I have a question..
I tried to improve a well known program algorithm in C, FOX algorithm for matrix multiplication..
relative link without openMP: (http://web.mst.edu/~ercal/387/MPI/ppmpi_c/chap07/fox.c).
The initial program had only MPI and I tried to insert openMP in the matrix multiplication method, in order to improve the time of computation:
(This program runs in a cluster and computers have 2 cores, thus I created 2 threads.)
The problem is that there is no difference of time, with and without openMP. I observed that using openMP sometimes, time is equivalent or greater than the time without openMP.
I tried to multiply two 600x600 matrices.
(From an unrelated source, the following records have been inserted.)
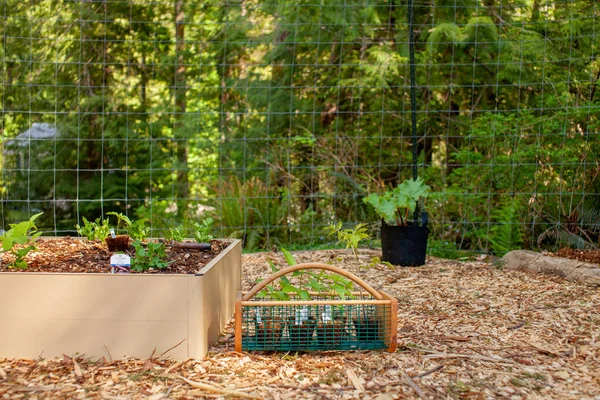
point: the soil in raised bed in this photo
(85, 256)
(591, 256)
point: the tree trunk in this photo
(180, 103)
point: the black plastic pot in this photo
(404, 245)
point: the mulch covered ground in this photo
(466, 330)
(591, 256)
(86, 256)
void Local_matrix_multiply(
LOCAL_MATRIX_T* local_A /* in */,
LOCAL_MATRIX_T* local_B /* in */,
LOCAL_MATRIX_T* local_C /* out */) {
int i, j, k;
chunk = CHUNKSIZE; // 100
#pragma omp parallel shared(local_A, local_B, local_C, chunk, nthreads) private(i,j,k,tid) num_threads(2)
{
/*
tid = omp_get_thread_num();
if(tid == 0){
nthreads = omp_get_num_threads();
printf("O Pollaplasiamos pinakwn ksekina me %d threads\n", nthreads);
}
printf("Thread %d use the matrix: \n", tid);
*/
#pragma omp for schedule(static, chunk)
for (i = 0; i < Order(local_A); i++)
for (j = 0; j < Order(local_A); j++)
for (k = 0; k < Order(local_B); k++)
Entry(local_C,i,j) = Entry(local_C,i,j)
+ Entry(local_A,i,k)*Entry(local_B,k,j);
} //end pragma omp parallel
} /* Local_matrix_multiply */